Nous écoutons la radio dans le van
Le vent s’engouffre par les vitres baissées
Et j’ai pris le volant, je conduis vite
A droite comme à gauche le paysage est mystérieux
Magnifique
Etrangement coloré
Nous voyageons avec une femme enceinte
Elle dort dans le van
Je vais passer le volant à quelqu’un
A l’homme qui se tait
Qui rit de temps en temps
L’autre femme est âgée
C’est la plus belle
Elle a quelque chose de différent
Son pull-over tombe, on voit toujours un peu ses seins
Ses cheveux longs et doux flottent dans la lumière

D’immenses champs de blé mûr
De très grands oiseaux bleus
Telles sont les images qui nous entourent
J’ai arrêté le van
Nous sommes seuls sur la route
La route abandonnée
La belle femme différente ôte ses boucles d’oreilles
Elle s’approche de moi
Son pull-over tombe, on voit ses seins comme d’habitude
Ses cheveux longs et doux volent dans la lumière
Son souffle est effrayant
Elle veut souvent montrer qu’elle peut choquer,
Qu’à son âge elle aime encore rigoler
Elle nous emmène si loin
Elle va nous entraîner au-delà des champs de blé
Le ciel bleu-rose s’étend sans fin
Où serons-nous demain ?
Le vent détruit les pensées
La femme enceinte s’est éveillée
Lorsque je voulais être quelqu’un
Avant de quitter mon pays
Je ne savais pas que je mentais
Après ma fuite j’ai rencontré des vrais amis
Et j’ai pu contemplé des visages authentiques

Les paysages splendides
Dans lesquels nous évoluons
Ont brisé les idées, brûlé la raison
Et la vie est devenue dense
Et la vie devient une danse

Un grand soleil multicolore caresse les blés ondulants
Quelqu’un a éteint la radio
Je sors les bières du van
J’en propose à l’homme silencieux
A la belle différente
Au garçon aux yeux verts
J’aime la belle différente
La bière coule dans ma gorge
Et cela pique un peu
Et cela désaltère
On remonte dans le van
Le van va partir
Le van va repartir
Ce voyage finira-t-il un jour ?
J’attends une réponse…

 

II La route

 

La route est étroite, la saab roule lentement. La chienne est inquiète, elle ne dort plus.
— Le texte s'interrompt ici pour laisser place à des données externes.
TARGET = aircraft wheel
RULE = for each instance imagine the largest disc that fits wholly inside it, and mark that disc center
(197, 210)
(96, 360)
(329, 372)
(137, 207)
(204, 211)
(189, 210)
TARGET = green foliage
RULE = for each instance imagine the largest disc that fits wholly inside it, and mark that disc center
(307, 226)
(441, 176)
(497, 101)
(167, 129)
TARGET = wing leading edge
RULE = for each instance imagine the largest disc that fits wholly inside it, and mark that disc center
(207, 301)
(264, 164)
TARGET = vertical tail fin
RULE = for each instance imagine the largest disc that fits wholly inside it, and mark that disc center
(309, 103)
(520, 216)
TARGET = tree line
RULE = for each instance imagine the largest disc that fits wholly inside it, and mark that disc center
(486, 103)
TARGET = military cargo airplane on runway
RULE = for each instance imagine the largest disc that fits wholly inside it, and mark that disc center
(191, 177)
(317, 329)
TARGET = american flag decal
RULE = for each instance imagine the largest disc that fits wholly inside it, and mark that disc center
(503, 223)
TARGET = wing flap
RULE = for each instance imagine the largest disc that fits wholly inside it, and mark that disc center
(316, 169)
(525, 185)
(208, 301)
Le soir se pose, arriverons-nous quelque part avant que le soleil ne disparaisse totalement ?

Peut-être avons-nous fait une erreur en partant si loin. C’est toi qui as voulu, tu te sentais bien.
Mais voilà que ton ventre te fait mal, il ne faudrait pas que le bébé arrive avant deux ou trois jours.
Les hautes montagnes s’étendent à l’horizon. La route devient vraiment dangereuse. Les derniers rayons de soleil se dissipent. Tu me demandes si nous allons mourir.

Donne à manger à la petite chienne, s’il te plait, elle semble avoir faim. Il reste de l’eau et de la bière. Je ne vois aucun village à l’horizon.

Les cimes des montagnes couvertes de soleil rose s’assombrissent et la route est presque impraticable. Nous allons dormir ici, près du gros rocher. Pourvu que ton bébé n’arrive pas cette nuit… J’arrête la voiture.
Allume ton briquet. Il y a des couvertures dans le coffre. S’il y a des dangers, ma chienne aboiera. Donne-lui à boire, et toi aussi, sers toi.
Je n’aurais pas dû te suivre depuis le début. J’aurais dû m’éloigner quand je t’ai rencontrée. Tu suis ton destin, c’est ce que tu dis. Tu devrais plutôt suivre les conseils de tes docteurs. Un voile sombre enveloppe le paysage aride ; on distingue un lac au creux des montagnes. Ne vois-tu pas des poissons sauter hors de l’eau ?
Tu dis que je dois t’aider à sortir ton bébé. Que sommes-nous venues chercher, loin de toute habitation ? Tu devras me dire un jour la vérité. Nous devons survivre pour ton bébé, et pour ma petite chienne qui respire ton ventre.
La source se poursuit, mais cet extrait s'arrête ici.